La plus grande catastrophe naturelle qu’a connu le Maroc au XXème siècle a suscité l’émoi de la communauté internationale. Dans la foulée de séisme, plusieurs pays ont prêté main forte au royaume…
Quinze secondes suffisent, en cette nuit du 29 février 1960, à provoquer l’apocalypse. La population effrayée ne peut compter sur les secours d’urgence. Les casernes des pompiers, des gendarmes et les hôpitaux sont en ruines. Leur seul espoir se situe à six kilomètres de la ville, dans la base aéronavale de l’armée française, restée intacte et dotée de groupes électrogènes pouvant pallier la gigantesque coupure de courant qui paralyse Agadir et ses environs. Plus de 1500 éléments de la Marine sont prêts à intervenir pour porter secours aux sinistrés. Les premières vingt quatre heures témoignent d’un élan de solidarité qui transcende les nationalités et les religions.
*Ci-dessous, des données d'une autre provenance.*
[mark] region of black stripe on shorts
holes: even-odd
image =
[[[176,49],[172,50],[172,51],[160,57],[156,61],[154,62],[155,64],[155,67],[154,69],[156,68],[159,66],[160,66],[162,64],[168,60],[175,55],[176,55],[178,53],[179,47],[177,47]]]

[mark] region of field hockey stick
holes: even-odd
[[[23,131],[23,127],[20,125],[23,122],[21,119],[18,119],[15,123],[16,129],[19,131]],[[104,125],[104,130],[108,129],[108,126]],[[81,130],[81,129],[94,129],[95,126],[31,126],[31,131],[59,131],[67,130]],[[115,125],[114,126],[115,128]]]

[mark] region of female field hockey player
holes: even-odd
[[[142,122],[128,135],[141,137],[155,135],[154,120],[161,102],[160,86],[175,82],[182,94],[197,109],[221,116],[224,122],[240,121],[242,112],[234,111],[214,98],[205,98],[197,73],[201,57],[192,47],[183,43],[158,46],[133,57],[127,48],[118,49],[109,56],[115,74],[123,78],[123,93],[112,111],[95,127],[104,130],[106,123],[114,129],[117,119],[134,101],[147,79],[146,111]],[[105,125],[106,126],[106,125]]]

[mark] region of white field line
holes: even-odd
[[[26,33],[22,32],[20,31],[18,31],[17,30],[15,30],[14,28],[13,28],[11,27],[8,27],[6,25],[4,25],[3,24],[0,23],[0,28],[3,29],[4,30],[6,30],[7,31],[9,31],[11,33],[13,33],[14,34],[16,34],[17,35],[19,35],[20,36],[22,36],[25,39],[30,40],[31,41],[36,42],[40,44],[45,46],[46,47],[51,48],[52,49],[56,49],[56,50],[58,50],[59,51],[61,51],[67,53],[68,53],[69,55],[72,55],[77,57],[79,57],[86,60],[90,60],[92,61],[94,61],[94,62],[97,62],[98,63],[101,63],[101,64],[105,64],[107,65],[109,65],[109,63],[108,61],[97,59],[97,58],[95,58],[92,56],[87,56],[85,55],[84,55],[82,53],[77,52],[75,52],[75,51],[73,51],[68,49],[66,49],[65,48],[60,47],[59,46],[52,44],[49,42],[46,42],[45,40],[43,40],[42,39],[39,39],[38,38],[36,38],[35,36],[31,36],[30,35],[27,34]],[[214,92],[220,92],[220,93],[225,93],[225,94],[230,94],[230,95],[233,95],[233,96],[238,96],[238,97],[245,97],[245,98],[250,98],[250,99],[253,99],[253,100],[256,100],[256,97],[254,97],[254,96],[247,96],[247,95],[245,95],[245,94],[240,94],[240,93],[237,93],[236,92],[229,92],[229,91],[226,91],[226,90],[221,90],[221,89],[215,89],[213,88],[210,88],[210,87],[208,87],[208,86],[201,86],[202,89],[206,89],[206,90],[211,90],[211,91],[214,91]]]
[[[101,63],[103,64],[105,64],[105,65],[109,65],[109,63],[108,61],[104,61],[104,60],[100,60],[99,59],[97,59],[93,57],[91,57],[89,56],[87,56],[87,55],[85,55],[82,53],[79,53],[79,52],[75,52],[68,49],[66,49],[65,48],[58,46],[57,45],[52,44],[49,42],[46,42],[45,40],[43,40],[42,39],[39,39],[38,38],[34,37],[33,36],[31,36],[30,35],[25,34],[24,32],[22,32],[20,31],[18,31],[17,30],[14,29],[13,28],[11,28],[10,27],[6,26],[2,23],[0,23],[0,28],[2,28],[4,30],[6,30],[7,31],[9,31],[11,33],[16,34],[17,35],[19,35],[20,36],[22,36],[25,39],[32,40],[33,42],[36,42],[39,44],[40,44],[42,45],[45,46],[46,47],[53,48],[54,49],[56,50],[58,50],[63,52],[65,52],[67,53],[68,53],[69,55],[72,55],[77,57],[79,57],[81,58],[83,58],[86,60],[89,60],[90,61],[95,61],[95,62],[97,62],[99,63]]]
Il faut dire que la ville d’Agadir est en soi une vitrine d’un Maroc moderne, ouvert sur le monde. Elle compte diverses communautés qui vivent aux côtés des Marocains. Français, Espagnols, catholiques et juifs sont tous victimes de la tragédie. Les autorités marocaines, dans un premier temps démunies face à l’ampleur du séisme, se font suppléer par des Français et des Américains. Plus tard, des secouristes allemands, italiens et espagnols participent aux opérations de sauvetage, de soins et de déblayage. Le monde entier est ému et des messages de solidarité abreuvent le royaume. Les plus influentes personnalités du monde présentent leurs condoléances au souverain, à l’image de la Reine d’Angleterre, du Shah d’Iran ou encore du pape Jean XXIII. Mais c’est avec les Etats-Unis et surtout la France, dont les rapports avec le Maroc sont houleux, que les signes d’affection se multiplient.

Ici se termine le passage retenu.